He was the Glasgow boy who found his fortune in selling cups of tea, but few are aware of Thomas Lipton’s role in helping to establish another world-famous cup.
In the early 1900s, Lipton Tea founder Thomas Lipton put his name to a trophy that is regarded by some as a forerunner of football’s World Cup.
The Lipton Crown of Italy World Cup, sometimes known as the Lipton Trophy, was contested twice in Turin, Italy, in 1909 and 1911.
Incredibly, the tournament was dominated on both occasions by West Auckland FC: a lowly amateur team from a tiny mining village in North East England, who would thrash Italian giants Juventus in the 1911 final by six goals to one.
It’s exactly the kind of odds-conquering tale that would have been approved of by Lipton himself.
Thomas Lipton was born into poverty in 1848 in a four-room tenement at 10 Crown Street, in the Hutchesontown area of the Gorbals.
In his youth, Lipton moved to the United States where he was employed in the grocery business.

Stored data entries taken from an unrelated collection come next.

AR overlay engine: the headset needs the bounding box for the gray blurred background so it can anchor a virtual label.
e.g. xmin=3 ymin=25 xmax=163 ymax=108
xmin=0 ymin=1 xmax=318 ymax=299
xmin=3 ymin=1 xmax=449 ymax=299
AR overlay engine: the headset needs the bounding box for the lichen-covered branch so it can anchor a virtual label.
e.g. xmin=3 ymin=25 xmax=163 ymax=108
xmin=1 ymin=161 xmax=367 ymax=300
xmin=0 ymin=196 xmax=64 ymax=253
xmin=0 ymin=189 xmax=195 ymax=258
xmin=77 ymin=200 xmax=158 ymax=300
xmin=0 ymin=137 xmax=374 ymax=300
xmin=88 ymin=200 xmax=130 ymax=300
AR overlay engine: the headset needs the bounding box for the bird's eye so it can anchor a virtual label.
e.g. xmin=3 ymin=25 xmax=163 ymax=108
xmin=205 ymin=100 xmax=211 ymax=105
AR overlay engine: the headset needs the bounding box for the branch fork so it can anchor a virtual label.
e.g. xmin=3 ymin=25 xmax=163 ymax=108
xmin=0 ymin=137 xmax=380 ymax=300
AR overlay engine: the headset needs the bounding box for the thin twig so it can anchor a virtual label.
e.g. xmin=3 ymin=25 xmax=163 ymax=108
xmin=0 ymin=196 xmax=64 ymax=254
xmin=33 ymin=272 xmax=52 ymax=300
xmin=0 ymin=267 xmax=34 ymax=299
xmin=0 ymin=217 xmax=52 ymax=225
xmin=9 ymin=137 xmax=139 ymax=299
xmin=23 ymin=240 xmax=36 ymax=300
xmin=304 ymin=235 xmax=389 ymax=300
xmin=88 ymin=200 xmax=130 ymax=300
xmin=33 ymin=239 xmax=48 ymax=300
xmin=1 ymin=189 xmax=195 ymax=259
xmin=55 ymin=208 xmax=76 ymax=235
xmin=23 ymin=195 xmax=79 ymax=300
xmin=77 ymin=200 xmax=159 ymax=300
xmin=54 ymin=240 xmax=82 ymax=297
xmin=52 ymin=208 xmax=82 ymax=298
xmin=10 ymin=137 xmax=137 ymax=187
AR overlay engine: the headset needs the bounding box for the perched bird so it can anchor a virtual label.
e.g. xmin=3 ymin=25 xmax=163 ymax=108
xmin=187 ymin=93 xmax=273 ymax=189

Upon his return to Scotland, Lipton took what he had learned in the Americas and established his own successful retail chain, and later entered the tea business in Ceylon, in what is now Sri Lanka.

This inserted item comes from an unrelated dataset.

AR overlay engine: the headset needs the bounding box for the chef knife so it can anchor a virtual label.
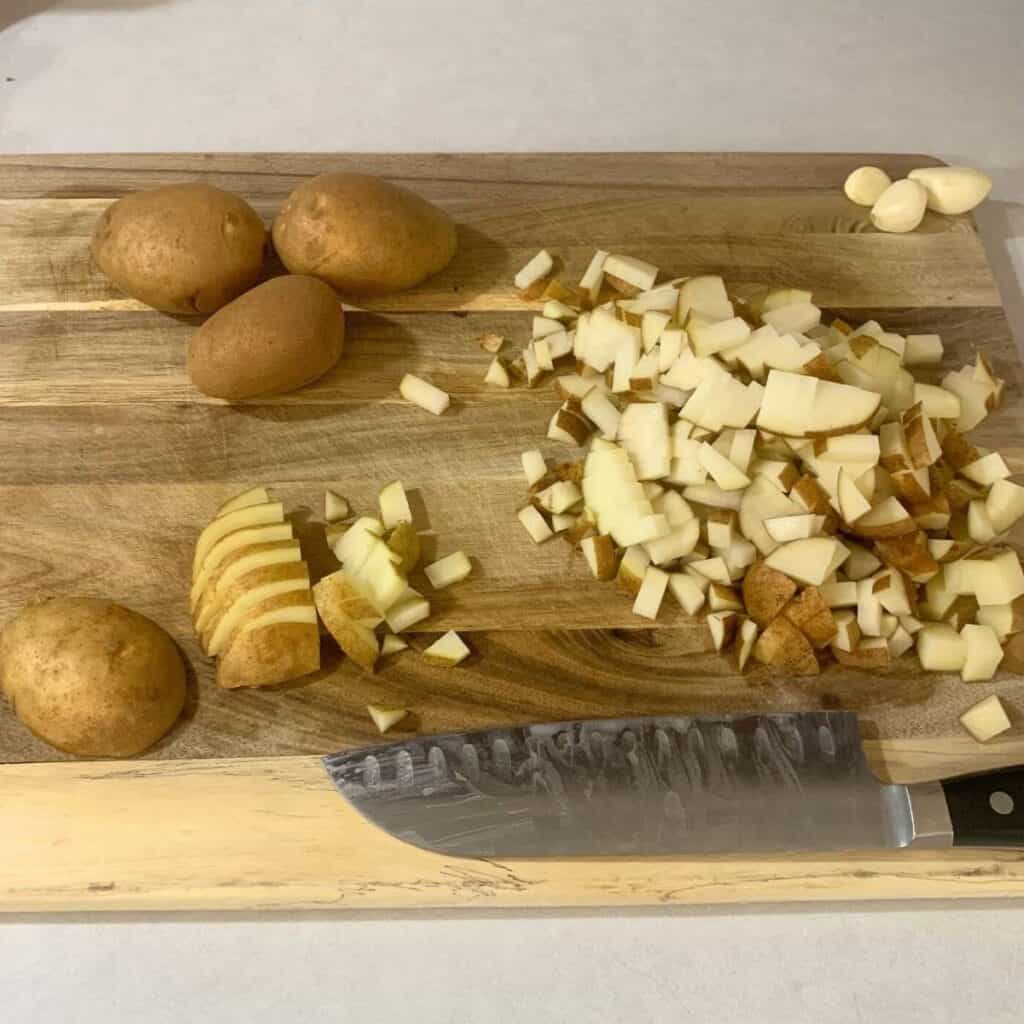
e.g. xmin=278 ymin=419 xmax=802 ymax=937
xmin=323 ymin=712 xmax=1024 ymax=856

As the Glaswegian tea magnate’s personal wealth increased, so did his generosity and philanthropy. Lipton raised vast sums of money to help the poor in Victorian Britain and began sponsoring a wide array of sporting events from sailing and racing, to cricket and football.
Backed by Lipton Tea and the Italian royal family, the Sir Thomas Lipton Trophy was contested twice in Turin, Italy, in 1909 and 1911.
Representing England, West Auckland FC joined top sides from Italy, Germany and Switzerland in the invite-only cup.
While the tournament did not feature international teams, many football historians consider the Lipton Trophy to have served as the inspiration for the FIFA World Cup that began in 1930.
West Auckland were victorious in both 1909 and 1911, making the County Durham side the first ever unofficial world champions.
In the 1911 final, the miners further cemented their place in footballing history by defeating the then Italian amateurs Juventus by six goals to one.
The astonishing story of West Auckland’s double triumph was recently covered by YouTube vlogger Sam North, whose Footy Adventures channel has been gaining in popularity among Scottish football fans over the past couple of years.
In the video, Sam visits the village of West Auckland, which describes itself as the ‘home of the first world cup’, and discovers the replica of the Thomas Lipton trophy (the original was stolen in 1994) on display in the local working men’s club.
Following Lipton's death in London in 1931, the company he founded has gone from strength to strength.
Lipton remains one of the world's top 10 most successful tea brands and is the clear market leader in virtually every country it's sold - including the US, which differs from most other countries in that Lipton's tea is most commonly consumed cold.
The Mitchell Library holds an extensive archive relating to Thomas Lipton, comprising of more than 100 large volumes of press cuttings, photographs and memorabilia all from the Gorbals-born tycoon's own personal collection.